Different game monetization strategies fit different players. Some players buy cosmetics to get an original look, others would spend money if it gets them closer to the objective faster. And plenty of people won’t spend a cent unless they’ve really connected with the game first.

Developers who pay attention to those habits usually end up in a better spot. Instead of building a system around pressure, they add things that match what players were already doing or wanting. And when that happens, the spending feels less like a barrier and more like a choice people are comfortable with.

Why Is It Important to Monetize Games?

Games aren’t a small hobby market anymore. They’ve grown into one of the biggest entertainment industries out there, worth roughly 197 billion dollars a year. Mobile titles alone bring in more than 91 billion, which explains why so many studios put real thought into how to monetize a game in a way that actually works for their audience.

Not every game can rely on the same approach. A premium story-driven title has totally different expectations than a quick mobile puzzle game. Some teams stick to a basic paid download, while others add optional purchases or sprinklings of ads if it suits the audience. It really comes down to choosing what matches the game itself rather than trying to apply one universal model to everything.
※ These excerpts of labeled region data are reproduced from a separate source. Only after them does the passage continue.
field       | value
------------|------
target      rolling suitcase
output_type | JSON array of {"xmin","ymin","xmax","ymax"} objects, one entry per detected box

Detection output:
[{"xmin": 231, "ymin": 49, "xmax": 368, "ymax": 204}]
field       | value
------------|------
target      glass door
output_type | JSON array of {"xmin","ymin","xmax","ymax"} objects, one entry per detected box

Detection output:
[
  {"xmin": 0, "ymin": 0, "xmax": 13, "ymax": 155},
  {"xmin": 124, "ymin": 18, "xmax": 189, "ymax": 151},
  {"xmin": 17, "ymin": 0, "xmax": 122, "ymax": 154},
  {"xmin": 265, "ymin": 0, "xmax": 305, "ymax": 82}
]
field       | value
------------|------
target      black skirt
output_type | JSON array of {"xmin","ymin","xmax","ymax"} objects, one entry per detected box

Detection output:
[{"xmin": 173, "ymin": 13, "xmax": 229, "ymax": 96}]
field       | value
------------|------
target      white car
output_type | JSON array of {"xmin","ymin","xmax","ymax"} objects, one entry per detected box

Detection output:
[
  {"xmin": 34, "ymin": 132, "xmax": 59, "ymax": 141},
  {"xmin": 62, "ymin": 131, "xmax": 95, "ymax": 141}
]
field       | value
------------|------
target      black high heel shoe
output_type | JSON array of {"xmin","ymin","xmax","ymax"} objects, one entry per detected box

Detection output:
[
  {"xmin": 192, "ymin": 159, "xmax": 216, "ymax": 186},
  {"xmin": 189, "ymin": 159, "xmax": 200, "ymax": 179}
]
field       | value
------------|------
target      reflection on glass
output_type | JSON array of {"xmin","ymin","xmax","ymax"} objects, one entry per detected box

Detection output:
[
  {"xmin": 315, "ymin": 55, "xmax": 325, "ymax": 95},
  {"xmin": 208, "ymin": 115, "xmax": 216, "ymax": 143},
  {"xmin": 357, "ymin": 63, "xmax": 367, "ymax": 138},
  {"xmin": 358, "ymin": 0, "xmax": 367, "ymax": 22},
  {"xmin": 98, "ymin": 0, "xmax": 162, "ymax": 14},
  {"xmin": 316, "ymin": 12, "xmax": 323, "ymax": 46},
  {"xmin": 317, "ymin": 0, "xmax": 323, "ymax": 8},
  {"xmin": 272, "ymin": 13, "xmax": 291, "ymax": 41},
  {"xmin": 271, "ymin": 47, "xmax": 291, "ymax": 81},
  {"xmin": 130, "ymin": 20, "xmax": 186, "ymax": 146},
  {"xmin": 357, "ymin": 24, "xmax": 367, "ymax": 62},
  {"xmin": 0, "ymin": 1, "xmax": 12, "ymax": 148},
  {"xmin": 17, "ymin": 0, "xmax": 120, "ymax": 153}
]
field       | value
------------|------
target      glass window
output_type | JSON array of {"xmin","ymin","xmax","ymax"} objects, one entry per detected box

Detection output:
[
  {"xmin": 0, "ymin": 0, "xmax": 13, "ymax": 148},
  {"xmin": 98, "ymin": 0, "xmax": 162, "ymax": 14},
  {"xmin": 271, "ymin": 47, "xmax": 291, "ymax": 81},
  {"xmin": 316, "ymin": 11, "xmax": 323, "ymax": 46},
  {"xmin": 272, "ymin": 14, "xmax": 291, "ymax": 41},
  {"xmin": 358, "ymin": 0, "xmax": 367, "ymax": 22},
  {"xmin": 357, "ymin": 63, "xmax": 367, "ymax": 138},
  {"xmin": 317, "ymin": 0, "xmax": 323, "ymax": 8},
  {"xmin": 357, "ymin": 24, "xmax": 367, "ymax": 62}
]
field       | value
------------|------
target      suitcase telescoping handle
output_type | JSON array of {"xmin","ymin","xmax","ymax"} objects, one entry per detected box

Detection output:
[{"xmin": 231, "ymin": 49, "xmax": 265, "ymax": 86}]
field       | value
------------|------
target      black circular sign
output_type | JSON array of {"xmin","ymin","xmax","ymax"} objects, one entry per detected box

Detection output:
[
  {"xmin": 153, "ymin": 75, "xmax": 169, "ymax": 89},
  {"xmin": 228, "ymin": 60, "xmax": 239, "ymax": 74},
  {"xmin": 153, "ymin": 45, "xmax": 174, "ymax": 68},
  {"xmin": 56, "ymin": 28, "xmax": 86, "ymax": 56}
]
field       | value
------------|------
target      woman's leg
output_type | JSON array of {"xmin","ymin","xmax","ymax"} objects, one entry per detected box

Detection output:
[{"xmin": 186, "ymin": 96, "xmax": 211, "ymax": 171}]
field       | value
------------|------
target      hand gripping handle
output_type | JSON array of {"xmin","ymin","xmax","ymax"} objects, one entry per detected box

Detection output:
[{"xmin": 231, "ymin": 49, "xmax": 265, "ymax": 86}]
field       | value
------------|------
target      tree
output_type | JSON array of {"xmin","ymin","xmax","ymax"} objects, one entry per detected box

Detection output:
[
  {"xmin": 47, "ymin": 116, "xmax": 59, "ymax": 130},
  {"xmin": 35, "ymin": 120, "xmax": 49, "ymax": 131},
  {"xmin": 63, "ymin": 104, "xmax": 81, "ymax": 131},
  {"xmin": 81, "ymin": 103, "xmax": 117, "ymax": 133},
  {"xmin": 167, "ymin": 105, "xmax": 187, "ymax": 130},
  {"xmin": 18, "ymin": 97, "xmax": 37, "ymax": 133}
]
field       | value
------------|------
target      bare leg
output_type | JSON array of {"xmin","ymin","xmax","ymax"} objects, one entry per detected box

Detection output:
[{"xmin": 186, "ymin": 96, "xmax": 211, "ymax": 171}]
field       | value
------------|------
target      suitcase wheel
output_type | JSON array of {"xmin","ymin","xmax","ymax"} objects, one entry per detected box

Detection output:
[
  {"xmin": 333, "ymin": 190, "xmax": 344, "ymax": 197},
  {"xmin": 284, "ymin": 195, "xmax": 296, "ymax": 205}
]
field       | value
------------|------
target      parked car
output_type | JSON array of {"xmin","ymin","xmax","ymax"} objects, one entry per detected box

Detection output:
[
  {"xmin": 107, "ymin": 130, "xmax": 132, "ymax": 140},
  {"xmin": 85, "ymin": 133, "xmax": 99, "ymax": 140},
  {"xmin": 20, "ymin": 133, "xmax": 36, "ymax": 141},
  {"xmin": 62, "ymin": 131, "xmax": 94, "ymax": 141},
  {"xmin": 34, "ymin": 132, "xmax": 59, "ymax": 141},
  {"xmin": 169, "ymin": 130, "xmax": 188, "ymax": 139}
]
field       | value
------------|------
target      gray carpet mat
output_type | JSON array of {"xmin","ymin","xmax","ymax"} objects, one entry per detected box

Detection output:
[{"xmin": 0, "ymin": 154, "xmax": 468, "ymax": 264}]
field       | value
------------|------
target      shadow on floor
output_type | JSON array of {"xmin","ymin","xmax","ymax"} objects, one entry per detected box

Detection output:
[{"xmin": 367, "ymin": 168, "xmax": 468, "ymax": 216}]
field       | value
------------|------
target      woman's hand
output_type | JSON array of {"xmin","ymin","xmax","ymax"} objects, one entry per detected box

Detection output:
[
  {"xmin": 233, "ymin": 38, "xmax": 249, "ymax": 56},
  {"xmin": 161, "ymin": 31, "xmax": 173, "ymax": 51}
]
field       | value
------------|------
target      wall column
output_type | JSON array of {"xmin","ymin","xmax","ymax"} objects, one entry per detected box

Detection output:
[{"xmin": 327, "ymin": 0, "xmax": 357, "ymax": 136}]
Game Monetization Models Explained

Studios use all kinds of approaches to earn money from their games, and there’s no single formula that works for everyone. One project might be built around a simple upfront purchase, another might lean on long-term updates, and some mix things in ways that don’t fit neatly into any category. A lot of it comes down to the tone of the game and what the players expect from it.

Some games keep things simple and just charge once, others grow and change over time. Studios end up using all sorts of approaches to earn money from their games, and there’s rarely a single rule that covers them all. Some titles work fine with a one-time purchase, others slowly build a community and add ways for players to support the game as it grows. It often depends less on theory and more on what kind of experience the team is actually building.

Different genres, different budgets, different audiences – they all push things in their own direction. That’s why the market is full of mixed approaches rather than one perfect pattern everyone follows. Here are a few of the models you’ll see most often, each used for its own reasons.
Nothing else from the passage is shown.